# Segmenting and Clustering Neighbourhoods in Toronto - Part 02
## Applied Data Science Capstone 
### IBM Data Science Professional Certificate

In [1]:
import pandas as pd
import geocoder
from operator import eq

### Load in the dataframe that was saved in the previous notebook

In [3]:
postalCodesDF = pd.read_csv("postalCodes.csv")
postalCodesDF.head()

Unnamed: 0,PostalCode,Borough,Neighborhood
0,M3A,North York,Parkwoods
1,M4A,North York,Victoria Village
2,M5A,Downtown Toronto,"Regent Park, Harbourfront"
3,M6A,North York,"Lawrence Manor, Lawrence Heights"
4,M7A,Downtown Toronto,"Queen's Park, Ontario Provincial Government"


*This took a prohibitively long time to run, so I'll use the CSV file provided instead*

### Use the Geospatial_Coordinates.csv to add the latitudes and longitudes to the postal codes dataframe

This Geocoding API took a prohibitively long time to run, so I'll use the CSV file provided instead.
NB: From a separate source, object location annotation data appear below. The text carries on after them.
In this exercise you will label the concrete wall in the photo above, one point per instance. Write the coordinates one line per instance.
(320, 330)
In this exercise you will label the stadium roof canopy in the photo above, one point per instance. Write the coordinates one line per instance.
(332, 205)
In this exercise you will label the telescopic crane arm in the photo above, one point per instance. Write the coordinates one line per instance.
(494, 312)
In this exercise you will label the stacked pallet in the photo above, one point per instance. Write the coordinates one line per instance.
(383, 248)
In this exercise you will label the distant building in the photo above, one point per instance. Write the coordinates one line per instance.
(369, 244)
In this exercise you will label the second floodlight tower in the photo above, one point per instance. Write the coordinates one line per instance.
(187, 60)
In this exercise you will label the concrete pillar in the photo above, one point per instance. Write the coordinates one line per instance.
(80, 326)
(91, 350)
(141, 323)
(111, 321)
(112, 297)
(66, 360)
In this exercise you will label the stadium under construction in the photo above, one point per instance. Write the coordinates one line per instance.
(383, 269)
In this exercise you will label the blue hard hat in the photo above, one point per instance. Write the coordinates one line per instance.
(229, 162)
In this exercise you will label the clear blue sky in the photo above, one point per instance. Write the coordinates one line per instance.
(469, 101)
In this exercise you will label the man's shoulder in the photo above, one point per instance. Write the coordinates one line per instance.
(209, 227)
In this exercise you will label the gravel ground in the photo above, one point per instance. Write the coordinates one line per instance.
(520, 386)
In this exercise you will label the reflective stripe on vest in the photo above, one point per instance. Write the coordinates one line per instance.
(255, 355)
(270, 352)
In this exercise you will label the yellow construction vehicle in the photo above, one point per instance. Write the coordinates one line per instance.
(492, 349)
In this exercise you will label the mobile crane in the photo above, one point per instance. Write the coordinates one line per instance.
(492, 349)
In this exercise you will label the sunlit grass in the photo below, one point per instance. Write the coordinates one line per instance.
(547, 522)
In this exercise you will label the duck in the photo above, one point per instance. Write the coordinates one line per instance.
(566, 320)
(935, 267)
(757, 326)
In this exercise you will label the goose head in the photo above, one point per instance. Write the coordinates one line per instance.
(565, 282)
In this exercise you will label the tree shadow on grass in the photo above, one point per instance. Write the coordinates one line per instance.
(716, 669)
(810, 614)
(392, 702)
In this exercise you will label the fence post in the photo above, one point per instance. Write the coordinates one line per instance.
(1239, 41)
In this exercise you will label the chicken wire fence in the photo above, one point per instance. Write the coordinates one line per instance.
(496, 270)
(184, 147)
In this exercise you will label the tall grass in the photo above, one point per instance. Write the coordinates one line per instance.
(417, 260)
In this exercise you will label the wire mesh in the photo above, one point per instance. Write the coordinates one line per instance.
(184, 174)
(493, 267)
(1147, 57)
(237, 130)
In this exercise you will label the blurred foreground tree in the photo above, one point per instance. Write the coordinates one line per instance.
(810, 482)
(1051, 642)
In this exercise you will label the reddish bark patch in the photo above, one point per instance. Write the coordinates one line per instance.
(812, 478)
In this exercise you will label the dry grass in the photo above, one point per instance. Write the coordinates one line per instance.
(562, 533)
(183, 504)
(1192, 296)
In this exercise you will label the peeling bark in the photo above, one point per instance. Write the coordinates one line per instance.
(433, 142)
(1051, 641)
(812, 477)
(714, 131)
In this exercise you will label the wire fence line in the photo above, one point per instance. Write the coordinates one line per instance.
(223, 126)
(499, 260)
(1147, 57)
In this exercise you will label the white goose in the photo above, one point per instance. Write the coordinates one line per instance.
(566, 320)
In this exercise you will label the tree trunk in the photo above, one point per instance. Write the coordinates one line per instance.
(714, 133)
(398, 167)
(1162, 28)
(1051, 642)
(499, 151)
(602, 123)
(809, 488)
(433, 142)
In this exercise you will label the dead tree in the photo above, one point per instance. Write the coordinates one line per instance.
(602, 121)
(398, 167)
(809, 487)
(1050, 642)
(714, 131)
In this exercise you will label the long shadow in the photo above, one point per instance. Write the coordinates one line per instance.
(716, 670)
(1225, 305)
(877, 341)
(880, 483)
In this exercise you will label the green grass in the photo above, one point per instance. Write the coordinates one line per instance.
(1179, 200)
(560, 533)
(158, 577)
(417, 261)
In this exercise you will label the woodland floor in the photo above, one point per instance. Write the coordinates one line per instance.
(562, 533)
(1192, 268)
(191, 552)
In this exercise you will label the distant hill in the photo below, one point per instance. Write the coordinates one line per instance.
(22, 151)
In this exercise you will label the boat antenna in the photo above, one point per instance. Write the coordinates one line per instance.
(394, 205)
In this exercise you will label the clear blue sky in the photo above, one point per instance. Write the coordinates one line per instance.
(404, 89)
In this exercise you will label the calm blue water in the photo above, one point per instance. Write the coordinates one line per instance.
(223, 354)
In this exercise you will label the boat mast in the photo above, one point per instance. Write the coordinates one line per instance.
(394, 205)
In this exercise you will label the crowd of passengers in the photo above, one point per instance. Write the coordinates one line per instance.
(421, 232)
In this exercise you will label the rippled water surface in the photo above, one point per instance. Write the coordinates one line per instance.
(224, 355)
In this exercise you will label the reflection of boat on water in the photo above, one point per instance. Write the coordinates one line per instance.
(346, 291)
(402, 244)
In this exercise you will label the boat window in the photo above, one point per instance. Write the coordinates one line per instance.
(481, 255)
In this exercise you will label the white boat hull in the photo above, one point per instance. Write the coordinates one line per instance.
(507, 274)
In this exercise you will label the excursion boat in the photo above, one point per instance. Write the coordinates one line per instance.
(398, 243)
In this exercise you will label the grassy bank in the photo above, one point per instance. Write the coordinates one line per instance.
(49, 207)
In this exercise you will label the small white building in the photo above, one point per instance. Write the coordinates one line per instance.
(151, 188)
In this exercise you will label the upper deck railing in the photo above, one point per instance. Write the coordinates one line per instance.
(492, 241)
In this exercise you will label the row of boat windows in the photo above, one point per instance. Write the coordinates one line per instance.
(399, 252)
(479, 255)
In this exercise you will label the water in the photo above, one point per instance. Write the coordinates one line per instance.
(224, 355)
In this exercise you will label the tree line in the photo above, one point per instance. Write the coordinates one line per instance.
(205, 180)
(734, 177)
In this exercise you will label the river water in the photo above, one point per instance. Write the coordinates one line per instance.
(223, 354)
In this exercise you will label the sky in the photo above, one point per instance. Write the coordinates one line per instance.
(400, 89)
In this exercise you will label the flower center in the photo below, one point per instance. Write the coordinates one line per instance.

The geospatial coordinates file contains the postal codes in a different order to those in the postal codes dataframe from Part 01. Since we don't care about the ordering of the postal codes, the simplest way to incorporate them is simply to sort the 2 dataframes by the postal code column (ensuring that they are in the same order after the sort), then concatenate the latitude and longitude columns from the geospatial coordinates dataframe to the postal code, borough, and neighborhood columns from the postal codes dataframe.

In [4]:
geoCoordsDF  = pd.DataFrame(pd.read_csv("geospatial_Coordinates.csv"))

geoCoordsDF  .sort_values(by=["Postal Code"], inplace=True)
postalCodesDF.sort_values(by=["PostalCode"],  inplace=True)
postalCodesDF.reset_index(drop=True, inplace=True)

# This makes sure that when we concatenate the columns, the lat lon coords will match up with the postal code
assert(all(map(eq, geoCoordsDF["Postal Code"], postalCodesDF["PostalCode"])))

neighbourhoodsDF = pd.concat([postalCodesDF, geoCoordsDF[["Latitude", "Longitude"]]], axis=1)

neighbourhoodsDF.to_csv("neighbourhoods.csv", index=False)

neighbourhoodsDF.head()

Unnamed: 0,PostalCode,Borough,Neighborhood,Latitude,Longitude
0,M1B,Scarborough,"Malvern, Rouge",43.806686,-79.194353
1,M1C,Scarborough,"Rouge Hill, Port Union, Highland Creek",43.784535,-79.160497
2,M1E,Scarborough,"Guildwood, Morningside, West Hill",43.763573,-79.188711
3,M1G,Scarborough,Woburn,43.770992,-79.216917
4,M1H,Scarborough,Cedarbrae,43.773136,-79.239476